Fassen wir zusammen: Köln hat nichts mit der Flüchtlingswelle zu tun, nichts mit Menschen mit Migrationshintergrund und um Himmelswillen nichts mit dem Islam oder seinem Frauenbild. Alle Männer sind Schweine, ganz besonders der weiße deutsche Mann. Nicht nur die Männer sind Rassisten, sondern auch manche Frauen. 

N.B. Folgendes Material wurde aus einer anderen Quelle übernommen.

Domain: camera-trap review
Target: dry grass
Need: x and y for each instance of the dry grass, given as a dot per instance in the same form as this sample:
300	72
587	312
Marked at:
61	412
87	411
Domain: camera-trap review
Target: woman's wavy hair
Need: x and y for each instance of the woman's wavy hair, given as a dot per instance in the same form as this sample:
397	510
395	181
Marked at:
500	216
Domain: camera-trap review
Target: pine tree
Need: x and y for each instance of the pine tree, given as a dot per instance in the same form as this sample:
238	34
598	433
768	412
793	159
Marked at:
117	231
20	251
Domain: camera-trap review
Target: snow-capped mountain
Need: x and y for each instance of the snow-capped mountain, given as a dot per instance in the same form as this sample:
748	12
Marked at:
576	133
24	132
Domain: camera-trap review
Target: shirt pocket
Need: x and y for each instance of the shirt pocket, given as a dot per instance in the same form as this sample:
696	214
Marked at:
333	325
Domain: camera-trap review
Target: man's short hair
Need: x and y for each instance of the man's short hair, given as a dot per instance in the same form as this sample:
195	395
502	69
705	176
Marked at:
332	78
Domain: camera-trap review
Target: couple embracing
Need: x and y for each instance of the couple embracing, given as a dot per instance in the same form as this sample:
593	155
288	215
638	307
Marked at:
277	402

Stellt sich nur eine Frage: Wenn die Taten dieser Migranten auf der Kölner Domplatte nichts mit ihrem Aufwachsen in einem patriarchalen Gesellschaftssystem zu tun haben, das Frauen konsequent unterdrückt; und auch nichts mit dem Islam zu tun haben, der in den Herkunftsländern dieser Männer das Frauenbild prägt; wenn also aus linksfeministischer Sicht Herkunft, Kultur und Religion rein gar nichts mit dem Verhalten dieser Männer zu tun haben – wieso arbeiten sich die gleichen Damen am patriarchal geprägten System der christlichen Kultur in Deutschland ab, das sie ständig mit ihrem Gender-Kult aufbrechen wollen?

Warum ist vor allem die katholische Kirche immer Hauptschuldige an der Unterdrückung der Frau? Anti-emanzipatorisch, rückwärtsgewandt, chauvinistisch, diskriminierend? Wir haben doch gerade gelernt, patriarchales, frauenunterdrückendes Verhalten habe nichts mit Kultur, Herkunft und vor allem rein gar nichts mit Religion zu tun. 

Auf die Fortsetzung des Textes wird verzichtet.